Oui les intégristes, les barbus, les faux croyants qu’ils sont,  commencent à énerver.  Au point que certains évoquent déjà des transports séparés (avion, train, autobus) pour tous les musulmans, qu’ils soient radicalisés ou non, car comment faire la différence ?  Quand on le sait ils ont déjà explosé et donc il est trop tard.  Bien que cela soit clairement   une politique d’apartheid et soit triste pour ceux qui n’ont rien à se reprocher, il faut reconnaître que cette initiative pourrait sauver des dizaines de vie humaines  en cas d’attentat ; de plus cela leur éviterait de voyager avec des infidèles en mini-jupe ou ceux qui aiment la musique.

L’occident n’a pas réalisé la force et l’organisation de ceux qui se rallient  sous  la bannière de l’islamisme. Leurs guides sont des gens qui ne lisent pas car pourquoi lire alors que le coran contient tout et détient toutes les vérités ? Les radicaux qui endoctrinent les belges sont des analphabètes et des obscurantistes aveuglés par une foi conquérante qui prêchent ici et s’autodétruisent dans une guerre tribale ailleurs.

On voit bien par exemple, au travers du conflit islamo-islam que l’on est loin d’une unicité malgré « toutes les vérités contenues dans le coran ». Qui s’étonne encore de voir un musulman extrémiste se faire exploser- parfois devant une mosquée – en tuant des dizaines d’innocents ?  C’est devenu tellement régulier que c’en est devenu banal. Si on arrive à faire croire à ces gens naïfs qu’ils vont droit au paradis en se suicidant et en tuant des innocents, tout est possible, tout peut arriver et alors, oui,  l’islamophobie est une attitude fondée, un réflexe qui s’apparente à l’instinct de conservation, rien de plus, rien de moins.

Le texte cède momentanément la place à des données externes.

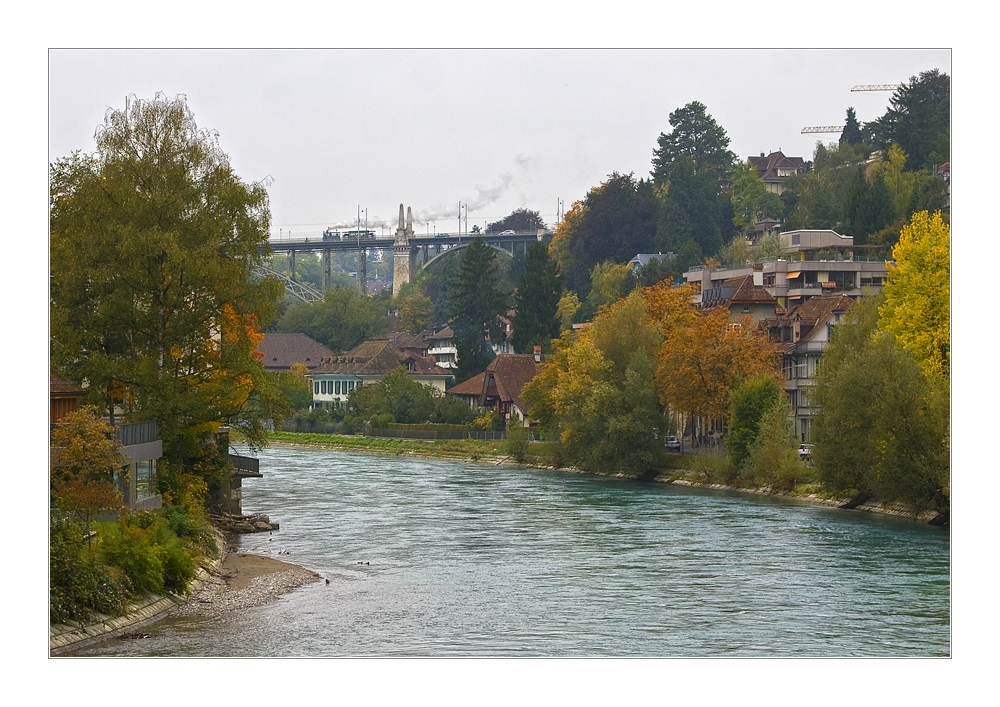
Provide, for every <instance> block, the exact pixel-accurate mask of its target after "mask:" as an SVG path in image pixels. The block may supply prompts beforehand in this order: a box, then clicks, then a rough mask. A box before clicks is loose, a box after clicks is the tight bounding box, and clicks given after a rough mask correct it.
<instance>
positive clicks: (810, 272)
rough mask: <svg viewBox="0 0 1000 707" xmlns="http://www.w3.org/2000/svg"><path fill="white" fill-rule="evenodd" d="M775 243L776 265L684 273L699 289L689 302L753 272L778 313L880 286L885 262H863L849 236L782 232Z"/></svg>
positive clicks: (745, 267) (878, 289) (699, 266)
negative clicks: (795, 306) (756, 277)
mask: <svg viewBox="0 0 1000 707" xmlns="http://www.w3.org/2000/svg"><path fill="white" fill-rule="evenodd" d="M781 242H782V246H783V249H784V255H783V256H782V257H781V258H778V259H777V260H772V259H768V260H766V261H764V262H761V263H757V264H756V265H753V266H750V265H747V266H744V267H737V268H716V269H713V270H709V269H708V268H706V267H703V266H701V265H696V266H694V267H692V268H690V269H688V271H687V272H685V273H684V279H685V280H687V282H688V283H689V284H694V285H697V286H700V288H701V291H700V293H699V294H696V295H695V298H694V299H695V303H696V304H700V303H701V301H702V298H703V297H704V295H705V293H706V292H709V291H711V290H712V289H713V288H717V287H723V286H724V283H725V281H726V280H729V279H732V278H736V277H740V276H743V275H751V274H753V273H754V272H761V273H762V277H763V287H764V289H765V290H767V291H768V292H769V293H770V294H771V295H772V296H773V297H774V298H775V299H776V300H777V302H778V307H780V308H783V309H791V308H792V307H794V306H795V305H797V304H802V303H803V302H805V301H806V300H809V299H810V298H812V297H817V296H820V295H824V294H845V295H847V296H849V297H851V298H852V299H858V298H859V297H861V295H862V293H863V292H864V289H865V288H869V287H870V288H871V289H872V290H873V291H877V290H879V289H881V287H882V285H883V284H885V280H886V271H887V267H886V261H885V260H883V259H881V258H879V259H877V260H866V259H864V254H865V253H867V252H868V249H867V248H866V247H865V246H855V245H854V237H853V236H842V235H840V234H839V233H837V232H836V231H832V230H828V229H827V230H798V231H785V232H784V233H782V234H781Z"/></svg>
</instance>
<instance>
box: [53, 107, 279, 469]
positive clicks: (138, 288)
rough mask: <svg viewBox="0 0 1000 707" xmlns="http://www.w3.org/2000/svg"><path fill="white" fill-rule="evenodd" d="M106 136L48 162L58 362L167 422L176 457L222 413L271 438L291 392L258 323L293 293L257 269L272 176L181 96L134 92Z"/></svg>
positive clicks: (107, 401) (105, 121) (259, 440)
mask: <svg viewBox="0 0 1000 707" xmlns="http://www.w3.org/2000/svg"><path fill="white" fill-rule="evenodd" d="M96 142H97V146H96V151H95V152H94V153H93V154H89V155H88V154H82V153H80V152H75V153H74V154H73V155H71V156H70V157H68V158H64V159H60V160H58V161H57V162H56V163H54V164H53V165H51V167H50V202H49V203H50V242H51V253H50V255H51V258H50V263H51V290H50V302H51V306H50V321H51V329H50V333H51V339H50V340H51V356H52V363H53V365H54V366H55V367H57V368H58V369H60V370H62V371H63V372H65V373H66V374H68V375H69V376H70V377H72V378H73V379H74V380H76V381H83V380H86V381H87V382H88V383H89V389H88V390H89V392H88V396H87V397H88V402H91V403H94V404H97V405H100V406H101V407H102V408H103V409H104V410H106V411H108V413H109V414H110V415H112V416H113V415H114V411H115V408H116V407H119V408H121V409H123V410H124V413H125V415H126V418H127V419H136V420H146V419H152V420H155V421H156V422H157V423H158V425H159V429H160V436H161V438H162V439H163V442H164V453H165V455H166V456H168V457H170V458H172V459H173V458H176V459H178V460H180V461H182V460H183V458H184V456H185V454H190V453H196V451H195V450H196V449H197V448H198V444H199V438H200V437H201V436H202V435H203V434H204V433H206V432H212V431H214V430H217V429H219V427H220V426H221V425H222V424H224V423H228V424H230V425H232V426H234V427H236V428H238V429H239V430H240V431H241V432H243V433H244V435H245V436H246V439H247V440H248V442H249V443H250V444H251V445H259V444H263V442H264V439H265V437H264V432H263V427H262V424H261V420H262V419H267V418H269V417H272V416H275V415H276V413H277V412H278V411H279V410H280V405H281V403H280V402H279V401H280V396H278V395H277V394H276V393H277V391H276V389H275V386H274V383H273V381H272V380H271V379H270V378H269V377H267V376H266V375H265V372H264V369H263V366H262V364H261V363H260V361H259V360H258V357H257V355H256V349H257V343H258V342H259V339H260V337H261V335H259V334H258V333H257V330H258V323H259V322H268V321H271V320H272V319H273V317H274V314H275V308H276V303H277V301H278V300H279V298H280V297H281V293H282V290H281V284H280V283H279V282H277V281H276V280H264V279H258V278H256V277H255V276H254V274H253V271H254V268H255V267H256V266H257V265H259V264H261V263H262V262H263V259H264V258H265V257H266V255H267V251H268V246H267V243H268V231H269V226H270V211H269V208H268V202H267V192H266V191H265V189H264V185H263V184H261V183H246V182H243V181H242V180H241V179H240V178H239V177H238V176H237V175H236V173H235V172H234V171H233V168H232V166H231V165H230V164H229V160H228V158H227V156H226V154H225V153H224V152H223V151H222V150H221V148H220V147H219V142H218V136H217V134H216V133H214V132H212V131H208V130H204V129H201V128H199V127H198V125H197V124H196V123H195V120H194V115H193V114H192V112H191V110H190V108H189V107H188V105H187V103H186V101H185V99H184V98H183V97H177V98H175V99H168V98H166V97H164V96H163V94H157V95H156V97H155V98H154V99H152V100H139V99H136V98H135V97H134V96H133V97H130V98H129V99H128V100H127V101H126V104H125V108H124V109H123V110H110V109H109V110H108V112H107V114H106V116H105V120H104V124H103V125H101V126H100V127H99V128H98V130H97V134H96ZM174 455H176V457H174Z"/></svg>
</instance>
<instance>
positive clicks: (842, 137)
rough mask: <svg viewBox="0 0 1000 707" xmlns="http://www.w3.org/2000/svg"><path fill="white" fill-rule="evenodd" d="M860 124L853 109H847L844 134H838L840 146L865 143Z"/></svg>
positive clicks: (851, 108)
mask: <svg viewBox="0 0 1000 707" xmlns="http://www.w3.org/2000/svg"><path fill="white" fill-rule="evenodd" d="M864 137H865V136H864V132H863V131H862V129H861V123H859V122H858V117H857V116H856V115H855V114H854V109H853V108H848V109H847V121H846V122H845V123H844V132H842V133H841V134H840V144H841V145H844V144H848V145H860V144H861V143H863V142H864V141H865V139H864Z"/></svg>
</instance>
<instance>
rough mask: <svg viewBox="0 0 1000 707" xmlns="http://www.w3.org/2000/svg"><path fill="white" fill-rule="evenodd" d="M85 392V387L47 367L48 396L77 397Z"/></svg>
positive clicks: (85, 390)
mask: <svg viewBox="0 0 1000 707" xmlns="http://www.w3.org/2000/svg"><path fill="white" fill-rule="evenodd" d="M86 394H87V390H86V388H83V387H81V386H80V385H78V384H77V383H74V382H73V381H71V380H70V379H69V378H67V377H66V376H64V375H62V374H61V373H57V372H56V370H55V369H54V368H49V397H53V396H54V397H58V398H79V397H81V396H83V395H86Z"/></svg>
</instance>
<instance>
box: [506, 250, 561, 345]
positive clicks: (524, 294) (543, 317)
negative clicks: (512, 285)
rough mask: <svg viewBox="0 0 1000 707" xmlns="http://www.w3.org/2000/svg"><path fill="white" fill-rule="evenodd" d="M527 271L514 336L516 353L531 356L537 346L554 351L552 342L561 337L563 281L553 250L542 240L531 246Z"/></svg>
mask: <svg viewBox="0 0 1000 707" xmlns="http://www.w3.org/2000/svg"><path fill="white" fill-rule="evenodd" d="M524 265H525V272H524V275H523V276H521V279H520V280H519V281H518V283H517V291H516V292H515V293H514V318H513V320H512V321H511V325H512V326H513V329H514V331H513V333H512V334H511V339H512V343H513V344H514V351H516V352H518V353H531V352H532V351H533V349H534V347H535V346H541V347H542V351H544V352H545V353H549V352H551V351H552V339H556V338H558V337H559V330H560V320H559V297H560V295H561V294H562V282H561V278H560V277H559V273H558V271H557V269H556V263H555V261H554V260H552V259H551V258H550V257H549V249H548V246H546V245H545V244H544V243H542V242H541V241H536V242H534V243H532V244H531V245H530V246H529V247H528V252H527V254H526V256H525V259H524Z"/></svg>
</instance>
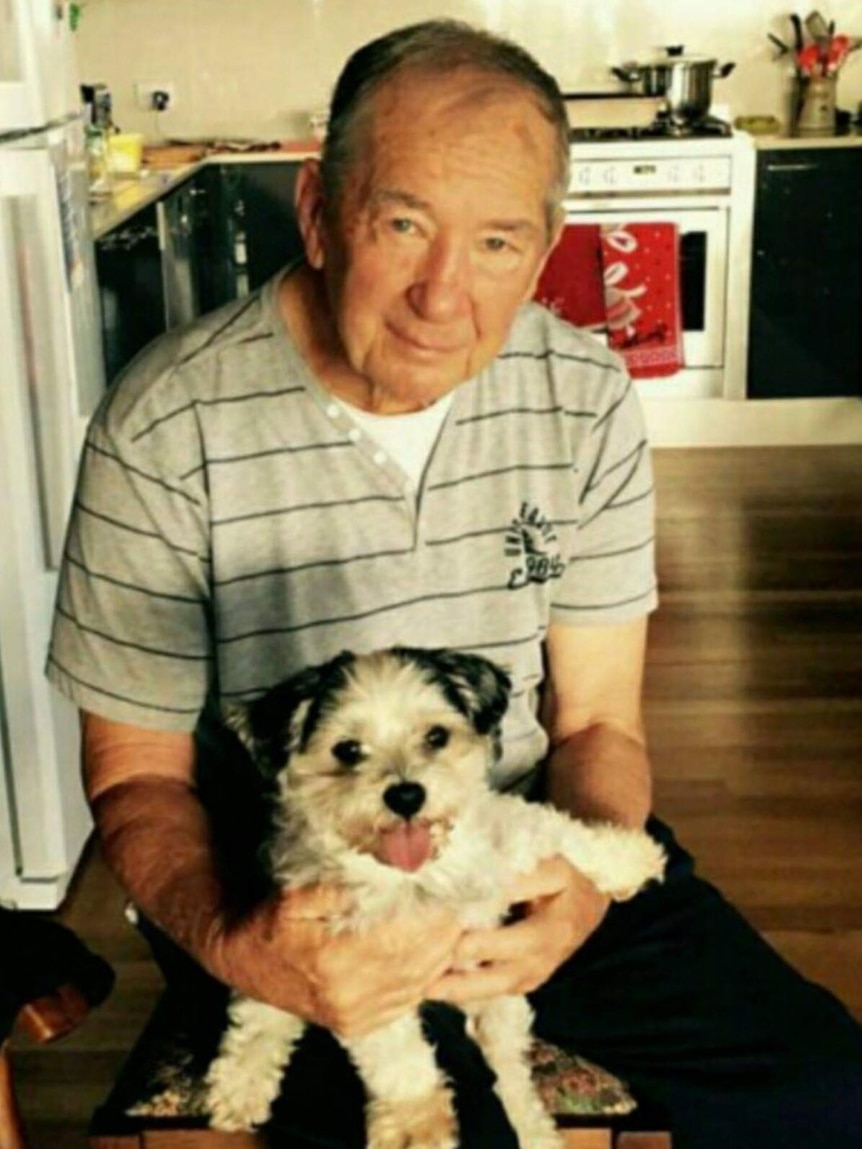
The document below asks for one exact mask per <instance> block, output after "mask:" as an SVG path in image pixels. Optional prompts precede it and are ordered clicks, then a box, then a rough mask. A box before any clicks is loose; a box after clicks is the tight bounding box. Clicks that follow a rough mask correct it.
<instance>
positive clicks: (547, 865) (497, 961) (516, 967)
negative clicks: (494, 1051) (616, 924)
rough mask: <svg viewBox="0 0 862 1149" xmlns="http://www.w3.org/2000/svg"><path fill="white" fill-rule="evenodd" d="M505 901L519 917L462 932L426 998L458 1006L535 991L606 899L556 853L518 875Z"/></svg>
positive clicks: (603, 911) (585, 933) (594, 918)
mask: <svg viewBox="0 0 862 1149" xmlns="http://www.w3.org/2000/svg"><path fill="white" fill-rule="evenodd" d="M511 904H513V905H519V907H522V908H523V917H521V918H518V919H517V920H515V921H513V923H511V924H509V925H505V926H501V927H499V928H494V930H475V931H470V932H469V933H465V934H464V936H463V938H462V940H461V942H460V943H459V946H457V948H456V950H455V962H454V966H453V969H452V970H449V971H448V972H447V973H446V976H445V977H442V978H441V979H440V980H439V981H438V982H437V984H436V985H434V986H432V987H431V990H430V996H431V997H433V998H437V1000H438V1001H448V1002H452V1003H453V1004H460V1003H463V1002H470V1001H476V1000H479V998H484V997H494V996H497V995H499V994H524V993H529V992H530V990H532V989H536V988H537V987H538V986H540V985H542V984H544V982H545V981H547V979H548V978H549V977H551V974H552V973H553V972H554V971H555V970H556V969H557V966H559V965H561V964H562V963H563V962H564V961H565V958H567V957H569V956H570V955H571V954H572V953H574V951H575V950H576V949H577V948H578V947H579V946H580V944H583V942H584V941H585V940H586V939H587V938H588V936H590V934H591V933H592V932H593V930H595V927H597V926H598V925H599V923H600V921H601V919H602V918H603V917H605V913H606V912H607V909H608V905H609V900H608V899H607V897H606V896H605V895H603V894H600V893H599V890H598V889H597V888H595V886H594V885H593V884H592V881H590V879H588V878H585V877H584V874H582V873H580V872H579V871H578V870H576V869H575V867H574V866H572V865H570V864H569V863H568V862H565V861H564V859H563V858H560V857H557V858H551V859H548V861H547V862H542V863H541V864H540V865H539V866H538V867H537V869H536V870H534V871H533V872H532V873H530V874H525V876H524V877H523V878H521V879H518V882H517V886H516V888H515V889H514V890H513V896H511Z"/></svg>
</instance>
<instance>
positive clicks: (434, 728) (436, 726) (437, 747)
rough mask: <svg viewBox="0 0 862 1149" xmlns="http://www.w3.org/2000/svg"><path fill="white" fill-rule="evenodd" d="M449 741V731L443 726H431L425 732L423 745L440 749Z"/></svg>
mask: <svg viewBox="0 0 862 1149" xmlns="http://www.w3.org/2000/svg"><path fill="white" fill-rule="evenodd" d="M448 741H449V732H448V731H447V730H446V727H445V726H431V728H430V730H429V731H428V733H426V734H425V746H429V747H430V748H431V749H432V750H441V749H442V748H444V746H446V745H447V743H448Z"/></svg>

L’attentat de Boston perpétré par deux musulmans tchétchènes, la tentative d’attentat au Canada, ce qui se passe en Chine avec les Ouïgours, ce qui se passe au Mali, en Lybie, en Syrie, en Tunisie, en Egypte, en Somalie, au Soudan …partout sur la planète  montre bien que  le radicalisme musulman devient un problème planétaire… explosif. Et dire que certains ont critiqué le mur de protection érigé par Israël !

Les chrétiens convertis à l’islam radical sont tout aussi fanatiques, ce qui élude d’emblée tout sentiment raciste que l’on pourrait me reprocher. De nombreux cas attestent de cette réalité et je n’en veux pour preuve que l’exemple suivant :

Nos élus viennent de « découvrir » qu’il existe à Bruxelles, gare du Nord, une organisation-le resto du Tawid- qui distribue tous les jeudis des repas aux plus démunis. Elle est dirigée par un homme de 39 ans , Jean Louis Denis, un belge catholique converti à l’islam radical et qui par ailleurs fait partie du groupe Sharia4belgium, une association prônant la fin de la Belgique et l’instauration de la charia en lieu et place de toutes les lois. La distribution des repas vient d’être interdite par la commune.

Durant la distribution d’aliments Jean Louis Denis exhorte ceux qui sont présents à aller combattre en Syrie aux côtés des rebelles. Quand on lui demande s’il sait qu’il enfreint la loi il répond « ce n’est pas moi qui recrute ces jeunes, c’est Dieu, et si je ne prêche pas je risque d’aller en enfer ». Converti à l’islam depuis huit ans il se définit lui-même comme « rappeleur » plutôt que comme « recruteur ». Ou comment jouer sur les mots.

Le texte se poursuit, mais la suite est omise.